The Games Your Characters Play--with Themselves and You

 Eric Berne's 1964 study, Games People Play, set your early mind into a whirl, offering as it did a magnifying glass enlargement of relationships with which you could eavesdrop in much the same way you did when attending a play or watching a feature film with some pretense at seriousness of intent. Berne spoke of transactions among and between people, some of which--people and transactions--were quite functional, others which were quite the opposite.

Even without the emergence of a psychological firestorm of discovery, you knew you wished for functional transactions with others, understood how the success of these transactions, in particular those you initiated or wished to initiate, began somewhere within terrain you wished to explore as one of your childhood heroes, Admiral Richard Byrd, explored the South Pole

You could--and did--look at your own relationships with those about you.  You were at an age where you were still afflicted with a symptom you liked to think of as psychological hypochondria, from whose murky depths you sought and often found evidences of trespass into terrains from which you hoped to retire.

This brought you into contact with other works, often shelved in bookstores as Self-Help, such as I'm Okay--You"re Okay, Men Are from Mars--Women from Venus, and the more humorous than psychological works of Stephen Potter such as Gamesmanship and a work you wished you'd had when your university minor subject was political science, One-Upsmanship.  

For at least a semester in political science, you were determined to be first in your non-English-major classes, actually were, and found a temporary regime of faith in the notion that political science was the art of getting what you wanted from people and making them like it.

You read all these titles, took copious notes on and in them, and, as a result of a conversation between you and a potential editorial client, folded into the mix the sense of martial arts being a form of political science.  You were encouraged to see martial arts as a means of having your opponent perform in the courses of action you dictated.  

Well, you were tall, well-built, and young.  You actually had a job that resulted in you being requested to give speeches of one sort or another to individuals with whom you had the fondness of reading and of writing in common.  In the interests of brevity, you'll leave those times with the awareness that you felt they--and you--were somehow manipulative, a thing you did not wish to be.

"There is a difference,"  an associate told you, "between being charismatic and being manipulative."  You agreed with his thesis, but in the interest of distancing yourself from being manipulative and connecting charisma with the kinds of ego you did not have nor wish to acquire, you moved away and onward to a point where you wished to establish a healthy and cordial relationship with characters.  

You wished that relationship to apply with the characters about whom you read, the ones you encountered in manuscripts you were called upon to evaluate as an editor, and most important of all, the characters you hoped to bring to your life in works you hoped to bring to life.  

In effect, you've begun to essay your own parallel study to Dr.

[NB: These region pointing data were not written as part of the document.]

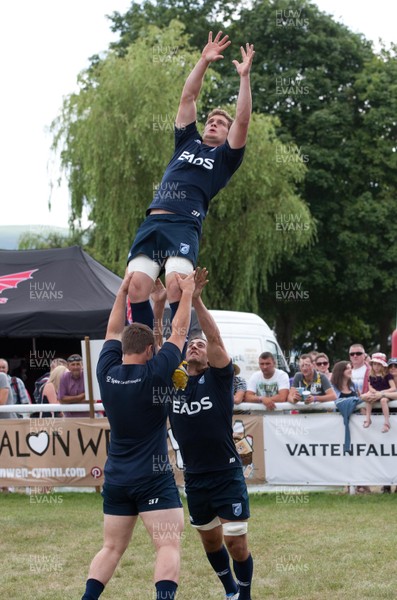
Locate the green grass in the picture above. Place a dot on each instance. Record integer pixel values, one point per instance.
(313, 546)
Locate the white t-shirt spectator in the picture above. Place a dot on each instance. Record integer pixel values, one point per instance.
(268, 387)
(4, 384)
(358, 376)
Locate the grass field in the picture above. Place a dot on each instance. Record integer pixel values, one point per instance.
(311, 546)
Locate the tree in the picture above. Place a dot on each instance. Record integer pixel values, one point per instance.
(117, 138)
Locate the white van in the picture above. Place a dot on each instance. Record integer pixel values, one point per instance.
(246, 336)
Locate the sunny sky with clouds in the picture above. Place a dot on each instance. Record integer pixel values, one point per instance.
(44, 45)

Berne's, thinking of yours as The Games Characters Play:  Partners in Dramatic Confrontation.  This is not so much a book as a philosophy, where you enter with as complete an articulation of your personal narrative as possible.  

The next step is to bring characters into your terrain who may not be well prepared for it or you.  They should have their own agendas, their own Grail to seek, their own inner gasp of despair at the discovery that some apparently safe platform has given way under their weight.

The toxicity or health of your characters goals are not yours to decide, rather their actions in pursuing or avoiding them become the determining factors.